Datos rápidos
Luis «el Piadoso»: Emperador carolingio cuyas reformas fracturaron su imperio.
Inicios de conversación
Trayectoria vital
Luis el Piadoso, futuro emperador del Imperio Carolingio, nació de Carlomagno e Hildegarda en Chasseneuil, Aquitania.
A los tres años, Luis fue bautizado y ungido Rey de Aquitania por el Papa Adriano I, solidificando su posición como gobernante.
Luis recibe una educación integral en Aquisgrán, incluyendo entrenamiento militar e instrucción religiosa, preparándolo para su futuro rol.
Carlomagno designa a Luis como su sucesor, dividiendo el imperio entre sus hijos, con Luis recibiendo la mayor porción.
Tras la muerte de Carlomagno, Luis el Piadoso le sucede como emperador del Imperio Carolingio, heredando un vasto y complejo reino.
Luis el Piadoso es coronado emperador por el Papa Esteban IV en Reims, solidificando su autoridad y legitimidad religiosa.
Luis emite la Ordinatio Imperii, un decreto que establece la división del imperio entre sus hijos, buscando asegurar estabilidad y sucesión.
Luis se reconcilia con su hermano Lotario, quien se había rebelado contra él, en una ceremonia en Attigny, mejorando las relaciones internas.
Luis inicia reformas en la Iglesia Franca, enfatizando la disciplina clerical y la promoción de la educación religiosa y la moralidad.

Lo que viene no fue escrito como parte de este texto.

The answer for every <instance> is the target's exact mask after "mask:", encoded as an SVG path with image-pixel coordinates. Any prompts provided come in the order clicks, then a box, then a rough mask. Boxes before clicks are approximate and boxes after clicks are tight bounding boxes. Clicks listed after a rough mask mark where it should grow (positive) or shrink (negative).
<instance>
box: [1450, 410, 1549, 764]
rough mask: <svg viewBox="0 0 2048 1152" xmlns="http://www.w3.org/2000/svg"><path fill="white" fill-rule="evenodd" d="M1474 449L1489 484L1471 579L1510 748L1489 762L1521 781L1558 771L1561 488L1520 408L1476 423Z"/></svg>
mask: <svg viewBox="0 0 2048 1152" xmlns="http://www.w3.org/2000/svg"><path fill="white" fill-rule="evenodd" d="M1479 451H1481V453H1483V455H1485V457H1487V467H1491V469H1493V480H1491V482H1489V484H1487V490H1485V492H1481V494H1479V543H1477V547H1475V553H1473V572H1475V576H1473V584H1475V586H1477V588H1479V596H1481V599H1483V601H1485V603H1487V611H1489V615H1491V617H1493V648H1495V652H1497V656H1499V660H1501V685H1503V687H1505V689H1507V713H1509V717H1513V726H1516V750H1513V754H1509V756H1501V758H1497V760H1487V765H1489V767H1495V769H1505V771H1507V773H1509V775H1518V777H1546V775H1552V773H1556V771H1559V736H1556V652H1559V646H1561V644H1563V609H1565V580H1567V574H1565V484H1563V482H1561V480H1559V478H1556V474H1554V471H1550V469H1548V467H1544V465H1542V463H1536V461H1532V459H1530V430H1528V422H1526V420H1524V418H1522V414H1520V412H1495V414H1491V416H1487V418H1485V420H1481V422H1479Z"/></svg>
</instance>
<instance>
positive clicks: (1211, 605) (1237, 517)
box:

Luis suprime exitosamente una rebelión en Baviera liderada por su sobrino, Berengario de Baviera, reforzando su control sobre el imperio.
Luis enfrenta una revuelta de sus hijos, Lotario, Pipino y Luis el Germánico, quienes buscan redistribuir el imperio entre ellos.
Luis es depuesto por sus hijos en la Asamblea de Soissons pero es restaurado más tarde con el apoyo de la Iglesia y nobles leales.
Luis se reconcilia con sus hijos en la Asamblea de Thionville, restaurando temporalmente la paz y unidad dentro del imperio.
Luis revisa la Ordinatio Imperii, ajustando la división del imperio entre sus hijos para reflejar eventos recientes y cambios políticos.
Luis el Piadoso muere en Ingelheim, dejando un legado de reforma y centralización, aunque su imperio pronto enfrentará división entre sus hijos.